Molto Formaggio owner Michael Perlmeter says he's made a "major commitment" to stocking Guido Gobino and even has a few one-of-a-kind items not available elsewhere. "I'm carrying everything they can ship out of the country," he says. "Unfortunately, a lot of things they do, they can't ship to the United States."

The collection includes bonbons; boxes of chocolates; and trademark Gobino specialties such as giandujotto, the bite-sized, foil-wrapped candies made from chocolate and Piedmont hazelnuts.

"We also have two new single-source dark chocolate bars, where they're bringing the entire pod from Mexico and processing it in Turin and making the most wonderful pure dark chocolate. It's just stunning," Perlmeter says. "We also have an item, what they call 'The Elements,' that was done in conjunction with the Slow Foods group, of which I'm a part. It's the most beautiful little gift item.

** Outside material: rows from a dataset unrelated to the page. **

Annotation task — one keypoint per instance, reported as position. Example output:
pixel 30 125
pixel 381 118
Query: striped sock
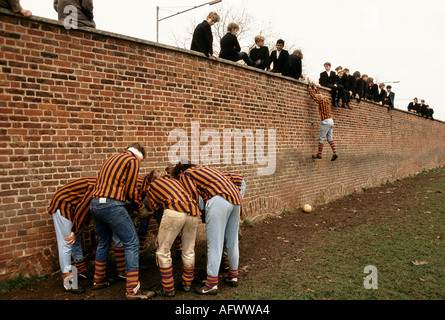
pixel 142 240
pixel 320 148
pixel 167 279
pixel 187 276
pixel 334 148
pixel 225 261
pixel 80 266
pixel 211 281
pixel 65 275
pixel 119 255
pixel 132 281
pixel 99 270
pixel 233 273
pixel 178 242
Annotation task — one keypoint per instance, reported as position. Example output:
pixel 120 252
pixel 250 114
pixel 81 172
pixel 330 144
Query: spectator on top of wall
pixel 359 88
pixel 413 106
pixel 295 65
pixel 422 108
pixel 202 40
pixel 82 17
pixel 230 47
pixel 389 100
pixel 429 112
pixel 381 94
pixel 15 6
pixel 259 53
pixel 279 58
pixel 328 79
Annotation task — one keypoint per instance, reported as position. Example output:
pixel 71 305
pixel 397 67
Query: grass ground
pixel 398 228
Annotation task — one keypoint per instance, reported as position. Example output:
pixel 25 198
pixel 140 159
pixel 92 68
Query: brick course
pixel 70 99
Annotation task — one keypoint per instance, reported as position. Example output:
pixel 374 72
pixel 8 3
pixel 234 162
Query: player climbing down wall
pixel 326 124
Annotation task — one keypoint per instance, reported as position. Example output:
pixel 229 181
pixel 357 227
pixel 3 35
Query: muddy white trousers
pixel 172 223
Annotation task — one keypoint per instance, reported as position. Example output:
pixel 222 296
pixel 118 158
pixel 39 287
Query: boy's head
pixel 299 53
pixel 156 174
pixel 213 18
pixel 233 28
pixel 259 41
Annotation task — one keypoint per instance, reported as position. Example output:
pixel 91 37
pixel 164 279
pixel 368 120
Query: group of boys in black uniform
pixel 421 108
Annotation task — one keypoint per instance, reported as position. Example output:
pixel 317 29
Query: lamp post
pixel 178 13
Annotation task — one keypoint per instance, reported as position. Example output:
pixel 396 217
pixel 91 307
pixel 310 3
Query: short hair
pixel 232 26
pixel 299 53
pixel 156 174
pixel 214 16
pixel 259 38
pixel 139 148
pixel 179 168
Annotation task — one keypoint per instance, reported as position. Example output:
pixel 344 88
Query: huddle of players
pixel 179 198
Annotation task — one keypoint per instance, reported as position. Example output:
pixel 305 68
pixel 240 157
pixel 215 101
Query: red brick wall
pixel 70 99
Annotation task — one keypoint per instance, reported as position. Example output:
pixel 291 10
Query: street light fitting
pixel 211 3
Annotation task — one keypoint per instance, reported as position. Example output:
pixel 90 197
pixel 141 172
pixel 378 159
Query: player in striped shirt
pixel 180 214
pixel 223 204
pixel 70 209
pixel 326 124
pixel 116 184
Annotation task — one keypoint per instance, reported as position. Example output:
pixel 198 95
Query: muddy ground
pixel 263 245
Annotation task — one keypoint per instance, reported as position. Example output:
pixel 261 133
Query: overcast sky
pixel 390 40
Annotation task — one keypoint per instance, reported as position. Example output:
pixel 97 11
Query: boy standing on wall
pixel 326 124
pixel 202 36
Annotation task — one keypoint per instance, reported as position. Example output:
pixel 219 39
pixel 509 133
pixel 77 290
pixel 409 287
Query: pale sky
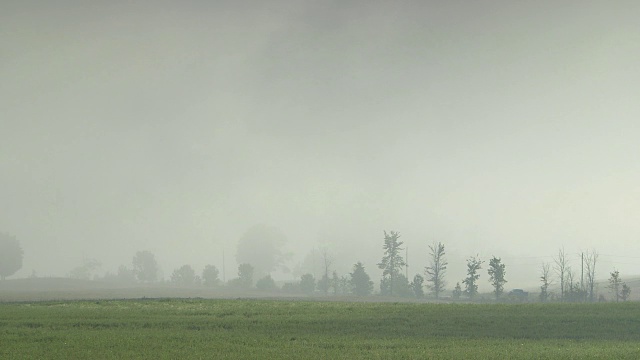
pixel 499 128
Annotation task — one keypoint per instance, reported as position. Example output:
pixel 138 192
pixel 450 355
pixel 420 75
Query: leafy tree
pixel 473 266
pixel 210 275
pixel 360 282
pixel 185 275
pixel 11 255
pixel 496 276
pixel 438 268
pixel 416 286
pixel 266 284
pixel 545 278
pixel 392 262
pixel 457 291
pixel 261 246
pixel 307 283
pixel 626 291
pixel 86 270
pixel 615 284
pixel 145 266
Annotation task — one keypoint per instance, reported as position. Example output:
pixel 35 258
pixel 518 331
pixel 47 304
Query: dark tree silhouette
pixel 10 255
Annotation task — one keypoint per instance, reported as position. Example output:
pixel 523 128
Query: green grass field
pixel 271 329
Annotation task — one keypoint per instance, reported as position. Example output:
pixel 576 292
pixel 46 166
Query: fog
pixel 498 128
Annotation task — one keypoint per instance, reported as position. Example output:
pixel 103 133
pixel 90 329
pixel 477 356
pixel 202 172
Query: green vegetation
pixel 261 329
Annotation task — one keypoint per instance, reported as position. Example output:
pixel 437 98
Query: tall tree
pixel 145 266
pixel 437 269
pixel 307 283
pixel 262 247
pixel 615 284
pixel 590 260
pixel 361 284
pixel 392 261
pixel 545 279
pixel 626 291
pixel 561 268
pixel 496 276
pixel 417 286
pixel 473 266
pixel 10 255
pixel 327 260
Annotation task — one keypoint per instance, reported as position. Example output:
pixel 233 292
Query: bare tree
pixel 327 261
pixel 615 283
pixel 590 260
pixel 561 267
pixel 438 268
pixel 496 276
pixel 545 278
pixel 392 262
pixel 471 287
pixel 626 291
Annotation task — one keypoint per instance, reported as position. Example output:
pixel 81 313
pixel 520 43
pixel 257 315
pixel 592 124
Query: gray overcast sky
pixel 498 127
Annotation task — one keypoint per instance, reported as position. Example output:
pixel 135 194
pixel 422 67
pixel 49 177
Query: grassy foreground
pixel 261 329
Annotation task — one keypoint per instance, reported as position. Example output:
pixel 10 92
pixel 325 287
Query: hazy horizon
pixel 506 129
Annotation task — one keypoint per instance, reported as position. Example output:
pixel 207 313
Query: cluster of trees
pixel 261 245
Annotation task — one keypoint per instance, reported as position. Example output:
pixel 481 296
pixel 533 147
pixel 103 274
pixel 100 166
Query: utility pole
pixel 224 277
pixel 582 276
pixel 406 268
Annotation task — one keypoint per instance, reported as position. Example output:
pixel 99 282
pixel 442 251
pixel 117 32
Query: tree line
pixel 144 269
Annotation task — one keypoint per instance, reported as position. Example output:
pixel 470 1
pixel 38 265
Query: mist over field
pixel 497 128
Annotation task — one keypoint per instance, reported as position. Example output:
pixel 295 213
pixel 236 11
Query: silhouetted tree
pixel 417 286
pixel 361 284
pixel 496 276
pixel 266 284
pixel 392 262
pixel 590 260
pixel 210 275
pixel 545 279
pixel 561 268
pixel 145 266
pixel 437 269
pixel 626 291
pixel 307 283
pixel 457 291
pixel 10 255
pixel 401 286
pixel 615 284
pixel 185 275
pixel 261 246
pixel 473 266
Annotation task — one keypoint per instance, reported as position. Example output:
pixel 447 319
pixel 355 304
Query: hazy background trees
pixel 497 274
pixel 11 255
pixel 184 275
pixel 262 247
pixel 437 269
pixel 474 264
pixel 145 266
pixel 360 282
pixel 392 262
pixel 210 276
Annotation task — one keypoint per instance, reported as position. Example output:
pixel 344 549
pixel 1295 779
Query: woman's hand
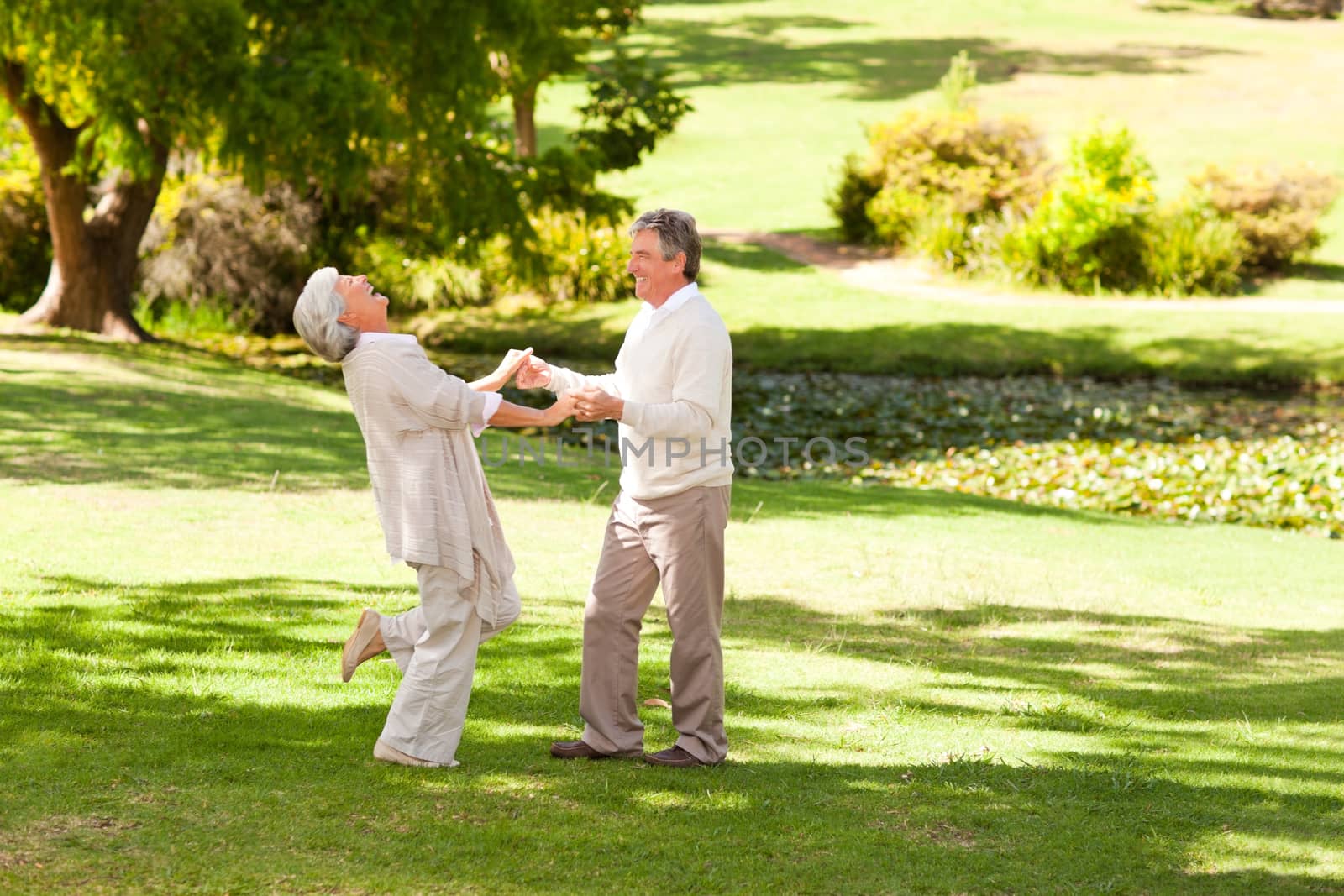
pixel 534 374
pixel 499 379
pixel 558 412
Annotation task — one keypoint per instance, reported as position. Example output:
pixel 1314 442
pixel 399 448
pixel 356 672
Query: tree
pixel 295 89
pixel 550 39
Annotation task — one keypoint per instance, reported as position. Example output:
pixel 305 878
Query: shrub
pixel 1191 250
pixel 958 160
pixel 850 201
pixel 1089 231
pixel 24 239
pixel 1277 211
pixel 215 244
pixel 581 259
pixel 570 257
pixel 418 281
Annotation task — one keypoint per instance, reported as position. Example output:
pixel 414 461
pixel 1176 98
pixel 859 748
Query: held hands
pixel 558 412
pixel 595 405
pixel 533 372
pixel 512 362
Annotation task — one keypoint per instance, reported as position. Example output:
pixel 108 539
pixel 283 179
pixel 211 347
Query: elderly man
pixel 434 506
pixel 672 394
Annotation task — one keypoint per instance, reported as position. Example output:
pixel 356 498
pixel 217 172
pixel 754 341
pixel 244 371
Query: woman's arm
pixel 517 416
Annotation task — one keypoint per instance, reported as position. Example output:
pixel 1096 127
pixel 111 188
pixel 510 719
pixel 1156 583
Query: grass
pixel 793 317
pixel 1195 87
pixel 927 692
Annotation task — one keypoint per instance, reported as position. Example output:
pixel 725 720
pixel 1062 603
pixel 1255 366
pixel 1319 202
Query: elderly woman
pixel 433 503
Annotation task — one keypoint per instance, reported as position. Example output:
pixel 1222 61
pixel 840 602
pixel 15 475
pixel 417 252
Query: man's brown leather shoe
pixel 675 757
pixel 575 750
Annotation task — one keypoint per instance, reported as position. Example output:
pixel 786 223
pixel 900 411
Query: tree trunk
pixel 524 121
pixel 93 266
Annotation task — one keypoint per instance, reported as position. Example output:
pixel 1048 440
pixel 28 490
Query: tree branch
pixel 53 137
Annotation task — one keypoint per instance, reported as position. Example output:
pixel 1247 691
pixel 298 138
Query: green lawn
pixel 783 90
pixel 927 692
pixel 793 317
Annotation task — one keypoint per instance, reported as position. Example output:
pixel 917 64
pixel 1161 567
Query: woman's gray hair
pixel 315 317
pixel 676 234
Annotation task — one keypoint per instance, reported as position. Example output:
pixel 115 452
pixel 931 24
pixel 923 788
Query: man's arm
pixel 535 372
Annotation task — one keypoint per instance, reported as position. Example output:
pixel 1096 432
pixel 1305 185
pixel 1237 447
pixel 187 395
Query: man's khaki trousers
pixel 676 540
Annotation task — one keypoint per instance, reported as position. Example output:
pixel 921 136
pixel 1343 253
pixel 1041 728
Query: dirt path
pixel 914 278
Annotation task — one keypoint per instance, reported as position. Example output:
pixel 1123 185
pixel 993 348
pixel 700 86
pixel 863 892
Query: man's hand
pixel 533 372
pixel 559 411
pixel 595 405
pixel 499 379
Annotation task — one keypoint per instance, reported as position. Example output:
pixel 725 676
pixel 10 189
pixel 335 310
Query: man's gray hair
pixel 676 234
pixel 315 317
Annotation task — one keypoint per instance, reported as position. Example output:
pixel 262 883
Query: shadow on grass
pixel 1164 669
pixel 127 781
pixel 768 50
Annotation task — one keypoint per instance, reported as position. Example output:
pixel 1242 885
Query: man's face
pixel 365 308
pixel 655 278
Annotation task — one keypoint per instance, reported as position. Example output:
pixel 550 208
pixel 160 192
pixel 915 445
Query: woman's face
pixel 366 309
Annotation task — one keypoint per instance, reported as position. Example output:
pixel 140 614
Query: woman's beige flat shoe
pixel 393 754
pixel 358 645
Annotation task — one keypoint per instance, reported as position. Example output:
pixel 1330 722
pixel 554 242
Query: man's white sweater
pixel 675 375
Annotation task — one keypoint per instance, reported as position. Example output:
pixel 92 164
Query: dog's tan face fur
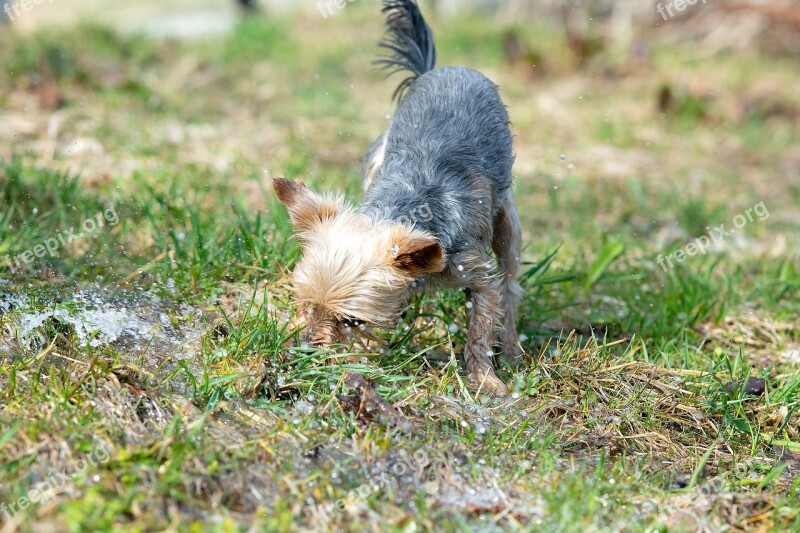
pixel 352 273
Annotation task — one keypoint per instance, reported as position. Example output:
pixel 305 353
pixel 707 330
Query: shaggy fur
pixel 449 149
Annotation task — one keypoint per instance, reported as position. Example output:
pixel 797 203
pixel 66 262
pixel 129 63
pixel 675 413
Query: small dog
pixel 448 155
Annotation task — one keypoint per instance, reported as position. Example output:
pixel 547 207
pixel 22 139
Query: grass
pixel 633 410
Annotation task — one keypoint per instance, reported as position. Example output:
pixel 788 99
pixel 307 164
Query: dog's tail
pixel 409 41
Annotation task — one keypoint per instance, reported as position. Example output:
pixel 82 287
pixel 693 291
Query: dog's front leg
pixel 482 316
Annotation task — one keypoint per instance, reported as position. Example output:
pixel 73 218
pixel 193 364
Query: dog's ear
pixel 418 254
pixel 306 208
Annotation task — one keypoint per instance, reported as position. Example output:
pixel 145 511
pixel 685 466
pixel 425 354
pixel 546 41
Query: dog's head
pixel 353 274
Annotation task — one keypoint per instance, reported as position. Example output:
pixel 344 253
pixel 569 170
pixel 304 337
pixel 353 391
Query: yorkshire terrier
pixel 437 196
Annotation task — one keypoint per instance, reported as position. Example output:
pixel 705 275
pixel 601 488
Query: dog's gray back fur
pixel 448 148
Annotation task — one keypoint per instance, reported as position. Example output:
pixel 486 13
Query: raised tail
pixel 409 41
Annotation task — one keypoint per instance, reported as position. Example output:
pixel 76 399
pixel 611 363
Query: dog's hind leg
pixel 482 316
pixel 372 161
pixel 507 246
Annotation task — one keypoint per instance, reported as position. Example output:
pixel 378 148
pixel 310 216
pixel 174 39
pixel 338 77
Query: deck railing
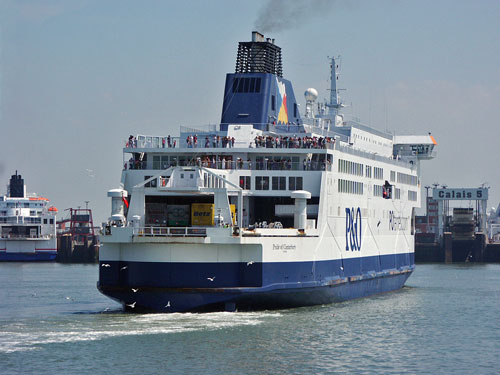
pixel 170 232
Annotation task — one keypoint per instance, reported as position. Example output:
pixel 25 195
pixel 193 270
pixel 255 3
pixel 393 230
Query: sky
pixel 77 77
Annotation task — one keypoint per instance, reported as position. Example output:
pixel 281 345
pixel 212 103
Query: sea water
pixel 446 320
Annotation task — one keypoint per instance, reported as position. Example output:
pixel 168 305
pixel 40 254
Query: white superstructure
pixel 27 225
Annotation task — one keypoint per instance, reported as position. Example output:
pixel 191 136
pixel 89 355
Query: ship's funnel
pixel 16 186
pixel 259 56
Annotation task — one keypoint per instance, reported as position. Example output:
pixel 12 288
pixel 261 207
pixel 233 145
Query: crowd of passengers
pixel 216 141
pixel 227 163
pixel 166 142
pixel 292 142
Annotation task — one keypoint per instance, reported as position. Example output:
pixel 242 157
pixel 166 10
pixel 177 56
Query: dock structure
pixel 458 234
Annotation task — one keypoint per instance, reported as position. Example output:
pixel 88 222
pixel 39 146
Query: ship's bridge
pixel 419 146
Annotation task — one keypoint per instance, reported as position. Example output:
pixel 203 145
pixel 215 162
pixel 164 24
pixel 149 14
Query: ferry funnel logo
pixel 283 111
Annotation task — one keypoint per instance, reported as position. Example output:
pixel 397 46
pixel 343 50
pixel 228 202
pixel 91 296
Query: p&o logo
pixel 353 229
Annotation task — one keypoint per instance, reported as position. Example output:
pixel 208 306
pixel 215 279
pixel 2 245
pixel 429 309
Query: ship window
pixel 257 85
pixel 245 182
pixel 294 183
pixel 279 183
pixel 261 183
pixel 252 85
pixel 151 183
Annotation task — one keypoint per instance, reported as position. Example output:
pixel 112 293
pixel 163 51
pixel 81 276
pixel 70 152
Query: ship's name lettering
pixel 283 247
pixel 396 222
pixel 353 229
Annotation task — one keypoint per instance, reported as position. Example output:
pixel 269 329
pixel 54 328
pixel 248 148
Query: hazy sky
pixel 77 77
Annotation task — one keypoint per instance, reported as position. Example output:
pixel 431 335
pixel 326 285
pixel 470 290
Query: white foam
pixel 18 337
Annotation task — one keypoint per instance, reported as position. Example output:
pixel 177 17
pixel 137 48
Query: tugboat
pixel 268 209
pixel 27 225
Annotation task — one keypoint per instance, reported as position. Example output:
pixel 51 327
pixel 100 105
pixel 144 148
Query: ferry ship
pixel 268 209
pixel 27 225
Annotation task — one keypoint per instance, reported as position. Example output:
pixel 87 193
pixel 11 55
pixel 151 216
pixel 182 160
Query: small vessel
pixel 270 208
pixel 77 240
pixel 27 225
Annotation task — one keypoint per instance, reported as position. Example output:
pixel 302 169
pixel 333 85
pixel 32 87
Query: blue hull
pixel 28 257
pixel 182 287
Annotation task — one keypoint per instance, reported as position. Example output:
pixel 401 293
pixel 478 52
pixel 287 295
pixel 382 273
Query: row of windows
pixel 378 191
pixel 412 195
pixel 278 183
pixel 397 193
pixel 346 166
pixel 23 204
pixel 368 171
pixel 408 179
pixel 246 85
pixel 352 187
pixel 378 173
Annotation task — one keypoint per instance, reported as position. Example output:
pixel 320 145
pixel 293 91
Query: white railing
pixel 170 232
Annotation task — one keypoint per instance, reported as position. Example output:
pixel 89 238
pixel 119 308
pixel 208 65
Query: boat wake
pixel 32 335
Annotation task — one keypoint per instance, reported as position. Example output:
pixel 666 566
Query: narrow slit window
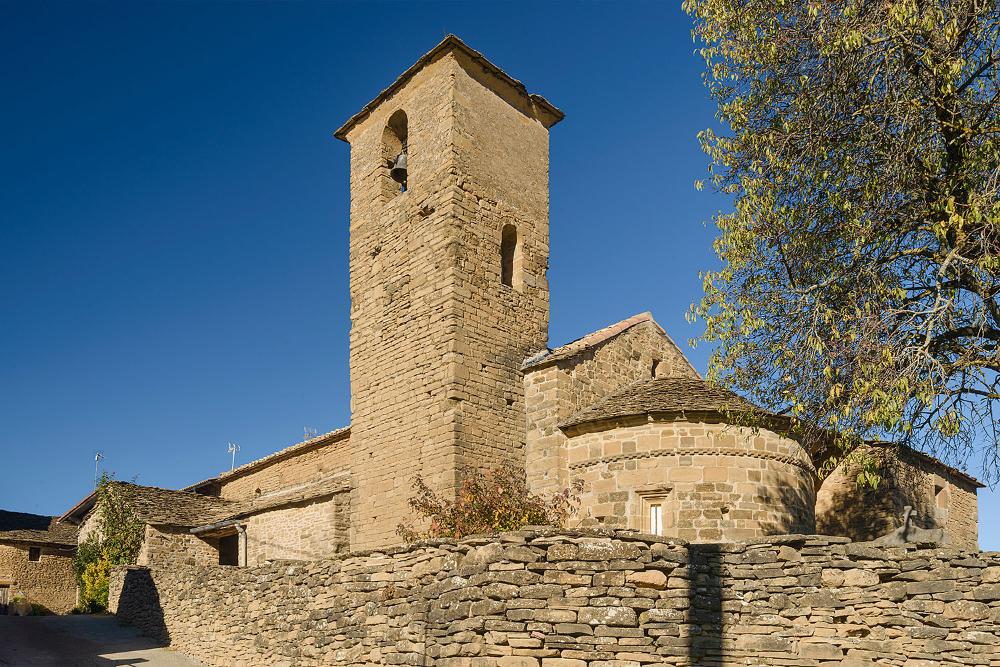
pixel 656 519
pixel 510 257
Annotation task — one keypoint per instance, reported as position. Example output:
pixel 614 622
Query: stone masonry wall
pixel 173 547
pixel 49 581
pixel 553 392
pixel 436 339
pixel 713 481
pixel 578 599
pixel 305 531
pixel 938 497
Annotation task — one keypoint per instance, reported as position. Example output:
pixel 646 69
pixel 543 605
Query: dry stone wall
pixel 540 598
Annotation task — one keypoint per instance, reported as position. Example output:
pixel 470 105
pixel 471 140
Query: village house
pixel 450 369
pixel 36 562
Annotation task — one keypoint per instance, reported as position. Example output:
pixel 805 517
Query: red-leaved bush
pixel 494 501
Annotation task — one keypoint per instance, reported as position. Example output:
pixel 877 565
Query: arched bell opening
pixel 394 173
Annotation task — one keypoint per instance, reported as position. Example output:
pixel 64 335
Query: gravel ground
pixel 80 641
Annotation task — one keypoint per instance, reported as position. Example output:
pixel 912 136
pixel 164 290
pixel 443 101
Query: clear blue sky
pixel 173 240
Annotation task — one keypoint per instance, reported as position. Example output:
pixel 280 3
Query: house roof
pixel 162 507
pixel 280 455
pixel 549 114
pixel 301 493
pixel 933 462
pixel 662 395
pixel 594 339
pixel 35 529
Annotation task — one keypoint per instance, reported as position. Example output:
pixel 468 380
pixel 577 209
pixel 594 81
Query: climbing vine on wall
pixel 116 541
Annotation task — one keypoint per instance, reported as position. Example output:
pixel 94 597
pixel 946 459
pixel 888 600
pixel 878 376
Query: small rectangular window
pixel 656 519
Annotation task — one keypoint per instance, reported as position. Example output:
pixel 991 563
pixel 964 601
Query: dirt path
pixel 80 641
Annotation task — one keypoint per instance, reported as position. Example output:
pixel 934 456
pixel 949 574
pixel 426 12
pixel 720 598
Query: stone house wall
pixel 173 547
pixel 712 481
pixel 328 457
pixel 938 496
pixel 436 339
pixel 583 599
pixel 309 530
pixel 49 581
pixel 556 390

"Basically, it's their dark chocolate 'deconstructed,'" he says. "There's an actual cocoa bean, roasted and coated in dark chocolate and cocoa powder. In the center of the box is natural brown sugar. And the last third of the box are the three dark chocolates, the finished product. You can eat the cocoa beans, use the brown sugar and then you have the dark chocolate."

That Dallas would get a supply of Guido Gobino seems cosmic, given the fact that its legacy item, gianduia, was the topic of a 36-part series on Dallasfood.og, a locally based food blog. Gianduia is the gourmet predecessor to Nutella, the chocolate-hazelnut spread that has become hugely popular in the past few years. The series explored the history of gianduia dating back to its creation in the 19th century.

Although cheese is Molto Formaggio's primary item, the store has a large assortment of chocolates from noted makers around the country, including John Kelly from Beverly Hills; Fran's from Seattle; Poco Dolce from San Francisco; and Ritual, the bean-to-bar company from Utah.